The first couple of weeks after someone dies you’re busy. You’ve got stuff to do, people to talk to, arrangements to make. Then it all stops and the world carries on without you.

Last week the world quietly took itself off pause and carried on and I crumbled. I crumbled and touched the edge of the abyss and I scared myself. Last week there was time and space for me to open the door a little bit on my grief. I shone a light inside and saw that my heart was broken. I have an utterly broken heart.

I don’t know how to mend my broken heart. Everyone says that time is a healer. I’ve been quoted three months to get over the shock, one year to get through the first tranche of painful anniversary memories and three years to get over it properly. I’m taking it one day at a time and for the record I don’t think I’ll ever get over it.

I am excellent at compartmentalising things. I put little lumps of feelings, painful experiences, whatever, in boxes in my mind and when I’m feeling strong enough I take one down off the shelf and look inside. Sometimes I have a rummage about and wonder what the fuss was about, sometimes I slam the lid shut for it never to be opened again. 

I think this is a box that will become very well worn over time. I’ll take it down, open it a bit, deal with whatever pain and sorrow I can and then close it and put it back where it come from. I also know the box next to it on the shelf contains a whole load of really wonderful, special memories of my dad too. I’ll try and open that box and share its contents as much as I can too.

I love my dad. He was one of the biggest and brightest stars in my universe. I will always love him and I will always miss him and I’m going to try very hard not to fall into the abyss again. He told one of his friends that I was one of the strongest people he knew and I’m going to try and make that true.

broken heart

Nothing will ever be the same again

Grief makes everyone act and react in different ways.

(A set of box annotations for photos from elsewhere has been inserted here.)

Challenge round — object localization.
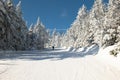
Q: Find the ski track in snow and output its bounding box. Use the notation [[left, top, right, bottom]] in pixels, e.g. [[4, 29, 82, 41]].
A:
[[0, 50, 120, 80]]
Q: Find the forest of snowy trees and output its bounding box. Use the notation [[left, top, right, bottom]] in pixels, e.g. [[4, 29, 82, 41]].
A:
[[0, 0, 48, 50], [50, 0, 120, 48]]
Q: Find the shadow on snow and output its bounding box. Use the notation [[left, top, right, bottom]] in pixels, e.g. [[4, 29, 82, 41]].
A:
[[0, 47, 99, 60]]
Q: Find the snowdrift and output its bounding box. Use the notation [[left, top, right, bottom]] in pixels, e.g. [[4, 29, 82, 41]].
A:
[[66, 44, 99, 55]]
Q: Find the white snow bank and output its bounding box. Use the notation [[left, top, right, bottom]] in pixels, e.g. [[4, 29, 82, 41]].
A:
[[97, 45, 120, 70], [76, 44, 99, 55], [66, 47, 74, 51]]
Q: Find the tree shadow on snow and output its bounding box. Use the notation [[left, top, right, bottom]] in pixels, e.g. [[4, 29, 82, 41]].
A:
[[0, 47, 99, 60]]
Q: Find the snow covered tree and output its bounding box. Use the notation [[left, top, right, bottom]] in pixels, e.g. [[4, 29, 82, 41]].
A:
[[16, 1, 22, 17], [103, 0, 120, 46]]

On 25th June 2016 my dad died suddenly and I was tossed into that weird limbo stage, part grieving, part organising everything, part comforting his also grieving friends and relatives. It’s been nothing short of a privilege to know my dad, he was a one off in the truest sense and we have been overwhelmed with love and support since he died.

Nothing will ever be the same again.

Everyone copes with loss differently. I can see this in my immediate family and in his close friends. There are said to be five stages of grief – denial, anger, bargaining, depression and acceptance. For me I feel like I rattled through them quite quickly, but even now as I write this just over two weeks since I last saw him, I am very aware of the gaping hole he has left in my life. I will miss him forever. I know this to be a fact.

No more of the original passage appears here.